Ты знаешь, у меня папа отошел — уже пять лет, и я не почувствовал не то чтоб страха, я не потерял, слава Богу, связь с ним, я молюсь за него, поминаю его. Господь дает чувствовать, что мне не разлучились. Поэтому, наверное, нет, смерть близких я как-то переживаю немножко по-другому, то есть я не теряю связи с ними. Что касается себя и детей, наверное, нет, здесь у меня доверие Богу полностью. Но, проживая жизнь, я переживаю за них, конечно, в разных ситуациях. Я переживаю и за старшую дочь, и за маленькую, конечно. Но молюсь, прошу Господа, чтобы они до конца своих дней остались верными Христу.
То есть это не страх, а скорее такое переживание.
Просто это тема такая… Я помню, когда наша старшая дочка родилась, она попала сразу в реанимацию, Лиза. Мы, понятно, молились, ходили. И вдруг один батюшка, я ему что-то стал говорить, что ужас какой, он говорит: «Конечно, это тяжело. Но с точки зрения спасения она находится в более выгодной ситуации, чем вы». Я сразу: что он говорит такое, я ждал, что он будет меня как-то утешать. Но когда я проанализировал, понял, что в общем-то он прав. Я понимаю, что такая надежда, такое доверие, я до сих пор не могу сказать, что оно у меня есть. Ты уже говорил, что не всегда можешь отпустить. Но вообще трудно вот это — доверять? Потому что надежда — это же такое бесконечно доверие Богу, когда ты надеешься: как Господь даст, так будет. Но тяжело же так доверять?

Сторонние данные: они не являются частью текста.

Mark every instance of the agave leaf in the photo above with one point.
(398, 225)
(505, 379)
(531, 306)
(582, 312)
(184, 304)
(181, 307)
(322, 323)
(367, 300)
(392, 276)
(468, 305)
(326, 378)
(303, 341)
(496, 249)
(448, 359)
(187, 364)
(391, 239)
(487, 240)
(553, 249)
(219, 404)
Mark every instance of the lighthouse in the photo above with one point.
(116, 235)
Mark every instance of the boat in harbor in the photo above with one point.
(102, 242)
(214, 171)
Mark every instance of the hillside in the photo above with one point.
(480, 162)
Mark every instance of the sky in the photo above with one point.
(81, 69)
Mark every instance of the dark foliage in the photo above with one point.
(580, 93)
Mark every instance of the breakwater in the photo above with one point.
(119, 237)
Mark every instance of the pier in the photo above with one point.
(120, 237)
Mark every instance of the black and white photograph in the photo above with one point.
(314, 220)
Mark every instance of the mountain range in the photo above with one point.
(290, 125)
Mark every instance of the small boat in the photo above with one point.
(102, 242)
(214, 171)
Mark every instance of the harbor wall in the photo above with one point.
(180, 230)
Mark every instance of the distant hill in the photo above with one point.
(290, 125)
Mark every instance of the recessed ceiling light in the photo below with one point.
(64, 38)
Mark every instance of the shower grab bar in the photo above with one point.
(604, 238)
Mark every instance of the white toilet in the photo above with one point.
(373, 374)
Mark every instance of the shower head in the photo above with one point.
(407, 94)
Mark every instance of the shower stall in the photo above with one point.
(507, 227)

Знаешь, наверное, мне легко доверить Господу Богу, когда мы ходим с девочками в храм, то есть я знаю, что моя дочь старшая ведет благочестивую жизнь. Но тяжело, наверное, доверять, когда рядом с тобой неверующий человек, или не то чтобы тяжело доверять — переживаешь за этого человека, очень сильно переживаешь. И вот здесь просишь Господа коснуться его души, и вот эта неопределенность, когда не знаешь, что с ним будет, что это близкий тебе человек, вот здесь переживаешь. А так, ходя с детьми в храм, я понимаю... Я знаю эту историю, что произошло с Лизой, конечно, не дай Бог испытать такое родителям. Правильно батюшка сказал, просто у нас нет доверия, мы забываем, зачем мы приходим на эту землю, в эту жизнь, зачем имеем эту жизнь.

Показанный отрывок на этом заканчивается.